Uranium Industry’s COVID-19 Bailout Request Sparks a Disgusted Pushback via Phoenix New Times



One July morning in 1979, a dam containing tailings from United Nuclear Corporation’s uranium mill some 200 miles away broke, letting loose more than 1,000 tons of waste. Ninety-four million gallons of radioactive water gushed into the Puerco River, which feeds the Little Colorado.

More than 40 years later, the Church Rock spill is still the biggest release of radioactive material in American history.


Uranium mining has left a toxic, indelible imprint on the Navajo Nation.

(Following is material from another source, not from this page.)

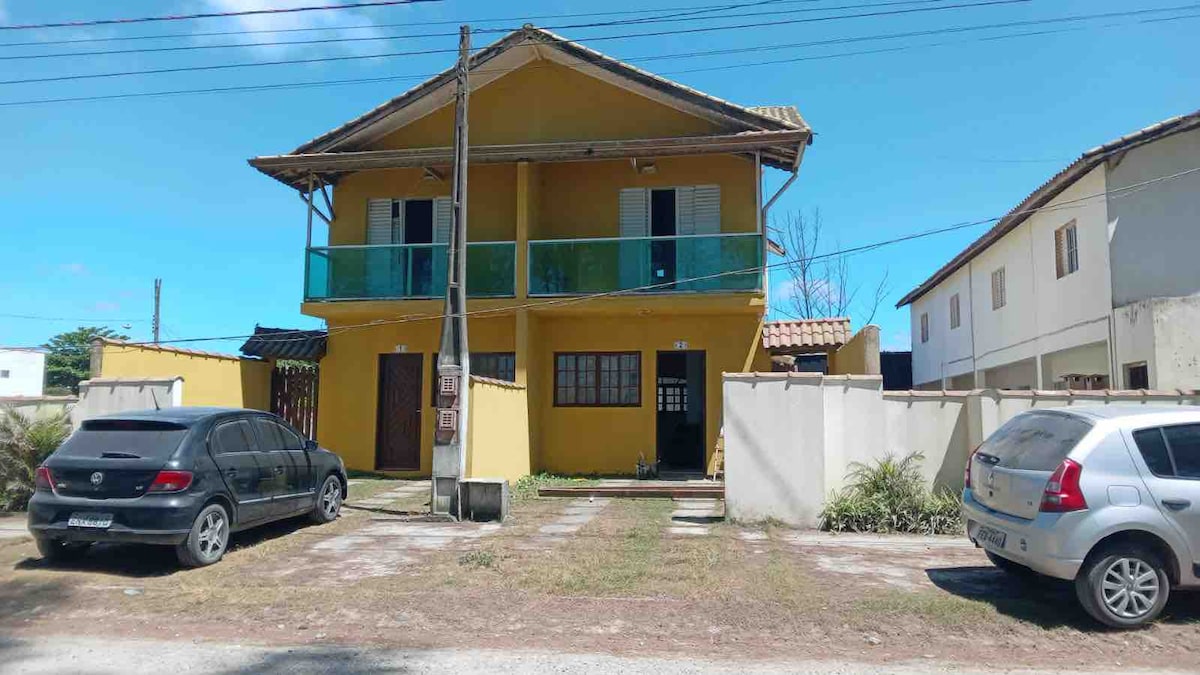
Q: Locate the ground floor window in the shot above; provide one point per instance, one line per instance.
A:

Mining companies would come in over the years to hire Navajo people for the backbreaking work of picking at uranium ore and hauling it in wheelbarrows. 

When the companies were ready to move on, they abandoned more than 500 mines on the Navajo Nation, the water they had contaminated, and the people who worked them, many of whom died of cancer and whose offspring were born with birth defects, Peshlakai said.


At the end of March, two uranium companies penned a letter to President Donald Trump asking for a $150 million bailout, citing the economic impacts of COVID-19. One of them was Energy Fuels Resources, which hopes to open a uranium mine south of the Grand Canyon and whose exploratory operations already have led to it trucking radioactive water across the Navajo Nation.

The request quickly sparked disgust and fury among those who oppose the industry’s deleterious effects on people and the land. 

Last Friday, a cohort of 75 conservation and grassroots groups penned a missive of their own and sent it to four congressional leaders, asking them to reject any bailout for an industry that has wreaked so much destruction, and calling into question the companies’ claims that a public health crisis like COVID-19 justifies extending a lifeline to a declining industry.


Jared Touchin, a spokesperson for Navajo Nation President Jonathan Nez and Vice President Myron Lizer, said that the two leaders “would not support this effort if it proposes to use uranium resources that impact the Navajo people.”

Peshlakai also rejected the idea that the industry, which has never been held accountable for its operations in Arizona, receive a bailout.


In their letter to Senate Majority Leader Mitch McConnell, Senate Minority Leader Chuck Schumer, Speaker of the House of Representatives Nancy Pelosi, and House Minority Leader Kevin McCarthy, the 75 groups declared that the uranium industry was “falsely” suggesting that the COVID-19 pandemic had led to uranium shortages that threatened supply chains.

Rather than helping the industry, they said, Congress should “invest stimulus funds towards the assessment, reclamation, and cleanup of the hundreds of thousands of abandoned hardrock mines on public and tribal lands, which are currently polluting roughly 40 percent of western headwaters.”


Citing the fact that Arizona Public Service, which operates the country’s largest nuclear power plant, Palo Verde, recently said it was “confident” it could provide reliable service throughout the pandemic, they suggested that the industry’s warning of supply chain disruptions was misleading.

“Industry reports are telling us that they have more than enough uranium,” said Ray Rasker, executive director of the Montana-based Headwaters Economics, a nonprofit land management research firm. The U.S. already has a stockpile of uranium, he explained.

Because of a global oversupply or uranium, prices have also fallen low, Rasker said; right now, prices are below $30 a pound. And if they were to rise again, the most economically viable deposits of uranium in North America are in Saskatchewan, Canada — an ally of the U.S. 

“There’s no national security concern,” Rasker said.